The battle of Rocroi
The battle begins and turns differently in different sectors. If, on the right, the cavalry led by the young Duke of En-ghien overthrows the Spanish left, in the center, it is the solid tercios which take the advantage and push the French lines which hold only thanks to the resistance of the corps reserve of Baron de Sirot. Caught between the need to come to the aid of his routed center or to take advantage of his advantage, the future Grand Condé won his letters of nobility as a great captain by continuing his rotating movement of the enemy army to take his right wing by- behind and dislocate it. Contained with great difficulty in front and threatened at its rear, the strong but heavy Spanish infantry, five thousand elite soldiers under the orders of the old Count de Fuentes - eighty-three years old and carried in litter! - soon finds himself threatened from all sides but confronts himself without batting an eyelid. Three times Enghien attempted to break it down with cavalry charges which crashed into the extremely disciplined fire and pikes of the Spaniards.
When Count de Fuentes falls, killed, the battle already won seems suspended and the Tercios, now without a leader, ready to surrender. But the lack of confidence is such that, believing to see the preparation of a new charge where the young French general advanced to receive the surrender, the Spaniards opened fire again.
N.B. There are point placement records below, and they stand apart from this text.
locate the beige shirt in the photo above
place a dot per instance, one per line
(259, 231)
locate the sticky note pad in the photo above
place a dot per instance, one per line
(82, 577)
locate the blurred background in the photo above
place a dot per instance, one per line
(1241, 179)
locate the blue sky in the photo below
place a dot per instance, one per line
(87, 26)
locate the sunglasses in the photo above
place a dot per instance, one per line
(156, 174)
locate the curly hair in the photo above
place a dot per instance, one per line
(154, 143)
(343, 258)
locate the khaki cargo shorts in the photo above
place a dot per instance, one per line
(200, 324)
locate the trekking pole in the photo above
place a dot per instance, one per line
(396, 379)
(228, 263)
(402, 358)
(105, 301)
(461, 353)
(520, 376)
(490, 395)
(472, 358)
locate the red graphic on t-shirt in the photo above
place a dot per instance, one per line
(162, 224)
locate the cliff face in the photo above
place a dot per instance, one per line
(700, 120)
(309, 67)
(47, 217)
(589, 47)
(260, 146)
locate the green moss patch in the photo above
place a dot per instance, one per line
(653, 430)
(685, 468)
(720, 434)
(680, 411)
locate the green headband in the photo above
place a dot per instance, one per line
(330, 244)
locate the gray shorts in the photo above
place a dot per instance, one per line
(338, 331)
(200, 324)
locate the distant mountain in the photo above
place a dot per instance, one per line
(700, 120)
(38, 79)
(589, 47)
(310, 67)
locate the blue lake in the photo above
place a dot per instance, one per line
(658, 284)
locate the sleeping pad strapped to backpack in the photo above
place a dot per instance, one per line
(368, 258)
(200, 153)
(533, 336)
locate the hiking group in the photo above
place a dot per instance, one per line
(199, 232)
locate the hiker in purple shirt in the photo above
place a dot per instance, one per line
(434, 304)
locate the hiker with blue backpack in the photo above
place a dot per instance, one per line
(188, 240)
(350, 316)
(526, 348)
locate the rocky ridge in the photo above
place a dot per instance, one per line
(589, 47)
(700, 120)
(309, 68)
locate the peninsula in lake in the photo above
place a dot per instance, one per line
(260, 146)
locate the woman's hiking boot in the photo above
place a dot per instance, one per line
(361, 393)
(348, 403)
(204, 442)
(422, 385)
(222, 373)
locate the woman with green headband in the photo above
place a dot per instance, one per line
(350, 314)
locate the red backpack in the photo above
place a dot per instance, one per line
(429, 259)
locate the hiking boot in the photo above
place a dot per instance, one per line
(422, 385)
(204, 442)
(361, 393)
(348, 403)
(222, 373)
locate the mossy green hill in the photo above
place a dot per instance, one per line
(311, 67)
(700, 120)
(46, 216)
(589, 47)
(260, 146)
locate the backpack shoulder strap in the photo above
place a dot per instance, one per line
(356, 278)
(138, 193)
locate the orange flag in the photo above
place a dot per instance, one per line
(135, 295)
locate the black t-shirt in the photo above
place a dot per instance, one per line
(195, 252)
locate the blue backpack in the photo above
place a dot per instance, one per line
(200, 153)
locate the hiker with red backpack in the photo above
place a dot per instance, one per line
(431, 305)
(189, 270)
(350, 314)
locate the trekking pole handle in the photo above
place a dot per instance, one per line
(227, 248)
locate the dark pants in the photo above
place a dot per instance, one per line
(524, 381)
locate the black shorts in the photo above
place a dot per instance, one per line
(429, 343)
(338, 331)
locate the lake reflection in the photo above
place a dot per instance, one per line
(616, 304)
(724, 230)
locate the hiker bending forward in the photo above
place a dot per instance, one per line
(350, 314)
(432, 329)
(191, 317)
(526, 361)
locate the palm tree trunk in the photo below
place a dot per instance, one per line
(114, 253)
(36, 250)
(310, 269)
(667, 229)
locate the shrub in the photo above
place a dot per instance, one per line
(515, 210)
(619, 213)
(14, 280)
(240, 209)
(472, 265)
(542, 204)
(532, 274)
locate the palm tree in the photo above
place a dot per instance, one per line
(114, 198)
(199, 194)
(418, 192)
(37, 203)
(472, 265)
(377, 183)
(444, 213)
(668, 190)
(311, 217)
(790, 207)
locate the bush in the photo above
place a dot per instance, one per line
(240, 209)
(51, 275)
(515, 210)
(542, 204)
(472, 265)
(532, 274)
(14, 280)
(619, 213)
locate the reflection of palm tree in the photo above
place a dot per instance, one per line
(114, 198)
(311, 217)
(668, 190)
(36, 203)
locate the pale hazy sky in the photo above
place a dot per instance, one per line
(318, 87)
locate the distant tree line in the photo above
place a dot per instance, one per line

Crying treason, the French, encircling the tercios from all directions, launch a general assault and break the opposing squares. If the remnants of Melo's cavalry manage to escape, his infantry will number six thousand dead and as many prisoners.
The first French victory over a Spanish army in a century
So the first victory was the pledge of many others. By winning a spectacular victory over the infantry queen of the battlefields, the French cavalry and the Duc d'Enghien, soon known as the Grand Condé, carved out a first-rate reputation for themselves by avoiding the danger of an invasion at the time. even a difficult succession. Five years later, Of these formidable tercios of the army of Flanders, Conde, five years later, on August 20, 1648, was to complete the remains in the plains of Lens.
After Rocroi, the conflict will last another fifteen years until the signing of the Pyrenees peace treaty. Spain definitively loses its supremacy in Europe in favor of the France of Louis XIV.
- Rocroi, 1643, by Laurent Henninger. Great Battles of History, 1993.
- Rocroi 1643, by Stéphane Thion. History and Collections, 2013.
- The Tuesday of Rocroi, by Marc Blancpain. hatchet, 1991.